Generic atomic?

John_Nagle · December 23, 2021, 7:41pm

The "crossbeam-channel" crate uses atomic operations on pointers, with unsafe code. Unsafe lock-free code is not a good thing to find, and might be brittle across platforms. It looks like that code required a lot of debugging.

Should there be language support to allow atomic operations on any type which fits within the atomic limits of the platform? That would simplify this sort of thing. The compiler knows what operations the CPU can do, but crates do not.

That creates a portability problem, of course. Some CPUs can lock 4 bytes, some 8 bytes, some even 32 bytes if it doesn't cross a cache line boundary. Is there any Rust-supported CPU that can't lock "usize" and pointer sizes? If not, it's worth considering offering generic atomic up to that size.

Maybe have an "Atomic" trait for structs, which will force any needed alignment and will fail to compile if the struct is bigger than the maximum size for which the hardware has atomic operations.

scottmcm · December 23, 2021, 9:14pm

It's probably too early for this right now. It'd want a where size_of::<T>() < MACHINE_ATOMIC_SIZE constraint, but that can't be written directly right now, and it's not obvious to me that making a special-purpose trait for it would be worthwhile.

John_Nagle · December 23, 2021, 9:33pm

Ah, you want constants for generics fixed first. That's a good way to express this.

There's also an alignment issue.

struct atomic_pos {
    x: f32,
    y: f32
}

Ordinarily, that won't be aligned on a 8-byte boundary, I think. A u64 would be. The storage allocator has an "align" parameter. Something has to tell it that this structure needs to be 8-byte aligned on platforms where the atomic operations only work on 8-byte aligned objects. So at least alignment for atomic usage has to be a type attribute known to the compiler.

kpreid · December 24, 2021, 12:05am

Would it be interesting to prototype this by implementing a transmute-based generic atomic wrapper using existing language functionality?

use bytemuck::Pod;
use std::marker::PhantomData;
use std::sync::atomic::{AtomicU32, Ordering};

/// `T` must have size = 4 (checked at run time).
struct Atomic4<T: Pod> {
    storage: AtomicU32,
    /// Not necessary given `Pod` but would be in general.
    _phantom: PhantomData<T>,
}

impl<T: Pod> Atomic4<T> {
    pub fn new(value: T) -> Self {
        assert_eq!(std::mem::size_of::<T>(), 4);
        Self {
            storage: AtomicU32::new(bytemuck::cast::<T, u32>(value)),
            _phantom: PhantomData,
        }
    }

    /// As per AtomicU32::fetch_update
    pub fn fetch_update<F>(
        &self,
        set_order: Ordering,
        fetch_order: Ordering,
        mut f: F,
    ) -> Result<u32, u32>
    where
        F: FnMut(T) -> Option<T>,
    {
        self.storage.fetch_update(set_order, fetch_order, |value| {
            Some(bytemuck::cast::<T, u32>(
                f(
                    bytemuck::cast::<u32, T>(value))?))
        })
    }
}

fn main() {
    let atomic_pair: Atomic4<[u16; 2]> = Atomic4::new([1, 2]);
    atomic_pair
        .fetch_update(Ordering::Relaxed, Ordering::Relaxed, |[a, b]| Some([b, a]))
        .unwrap();
}

(Using Pod is an overly strong bound since it prohibits lots of things that would be okay here, but something like it is needed to make the generic transmute safe.)
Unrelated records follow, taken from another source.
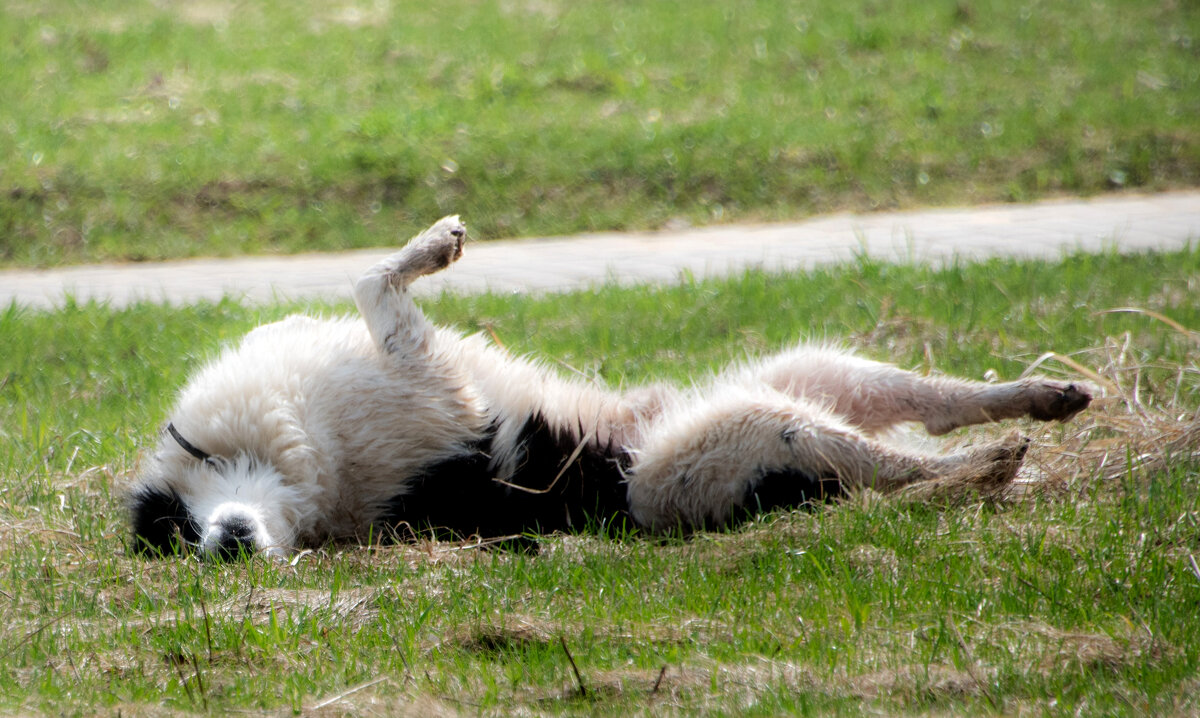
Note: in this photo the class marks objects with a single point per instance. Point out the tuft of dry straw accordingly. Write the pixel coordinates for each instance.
(1144, 422)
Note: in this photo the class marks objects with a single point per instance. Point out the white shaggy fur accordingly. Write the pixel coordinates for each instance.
(317, 429)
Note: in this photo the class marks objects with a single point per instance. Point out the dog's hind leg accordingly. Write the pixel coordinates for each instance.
(396, 324)
(874, 396)
(723, 458)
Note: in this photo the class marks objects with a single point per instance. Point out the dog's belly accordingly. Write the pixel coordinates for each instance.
(553, 489)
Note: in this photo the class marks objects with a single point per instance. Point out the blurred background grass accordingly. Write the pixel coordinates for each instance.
(155, 130)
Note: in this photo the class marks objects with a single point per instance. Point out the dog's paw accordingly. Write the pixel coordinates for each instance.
(1057, 400)
(441, 245)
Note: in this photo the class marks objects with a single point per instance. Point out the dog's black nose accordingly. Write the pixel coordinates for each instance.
(235, 538)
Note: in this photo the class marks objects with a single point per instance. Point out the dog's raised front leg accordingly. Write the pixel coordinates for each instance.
(396, 324)
(873, 395)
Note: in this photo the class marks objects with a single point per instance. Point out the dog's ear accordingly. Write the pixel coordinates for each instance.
(162, 525)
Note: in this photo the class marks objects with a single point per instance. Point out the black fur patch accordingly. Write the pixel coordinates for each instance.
(161, 522)
(789, 489)
(460, 497)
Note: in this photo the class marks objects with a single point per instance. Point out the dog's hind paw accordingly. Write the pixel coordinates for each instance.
(1057, 401)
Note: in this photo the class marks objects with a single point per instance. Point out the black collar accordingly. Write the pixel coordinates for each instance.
(189, 447)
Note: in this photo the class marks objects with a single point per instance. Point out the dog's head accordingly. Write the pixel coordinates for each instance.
(187, 500)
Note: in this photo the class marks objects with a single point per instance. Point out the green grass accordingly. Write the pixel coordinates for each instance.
(142, 131)
(1083, 602)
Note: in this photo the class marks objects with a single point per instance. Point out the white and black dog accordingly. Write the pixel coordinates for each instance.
(315, 430)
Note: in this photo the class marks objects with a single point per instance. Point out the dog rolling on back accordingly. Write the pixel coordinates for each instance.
(316, 430)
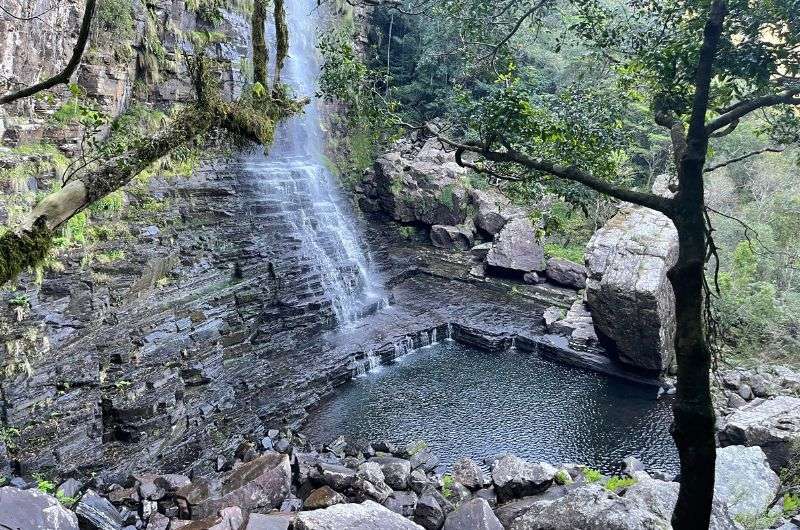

John_Nagle · December 24, 2021, 11:30pm

Right, "pod" is safe, but very restrictive.

One would like to do atomic "take" from an Option, even for Option<&foo>, where the content is a reference. "take" is a classic use for compare and swap. Classic lock-free handoff to another thread.
References aren't 'Pod", so that wouldn't work.

There is an "atomic_take", but it needs unsafe code..

Everything lock-free seems to involve unsafe code, which would be better encapsulated in simple atomic operations that correspond to what the hardware can do. Since this is a code generation issue, it needs compiler support. Crates have no clue when fence instructions are needed.

Yandros · December 25, 2021, 12:48am

The key requirement is lack of padding bytes, so I'd go for ::zerocopy's AsBytes trait instead.

From there, one can currently hack post-monomorphization errors to get a compile error rather than a panic, should the API be misused:

pub
unsafe trait AsBytes : Sized {}
unsafe impl AsBytes for u64 {}

pub
trait Size4 : AsBytes {
    #[forbid(const_err)]
    const __: () = [()][(::core::mem::size_of::<Self>() != 4) as usize];
}

impl<T : AsBytes> Size4 for T {}

fn check<T : Size4> (_: T)
{
    let _ = T::__;
}

fn main ()
{
    check(42_u64);
}

Playground

John_Nagle · December 28, 2021, 2:39am

That's progress. Can you write a generic AtomicObject4<T>, AtomicObject8<T> which will make any 4 or 8 byte object atomic? Coerce into U32 or U64 and use the atomics for those.
(As const params to generics get more powerful, that may become a generic Atomic, but not yet.)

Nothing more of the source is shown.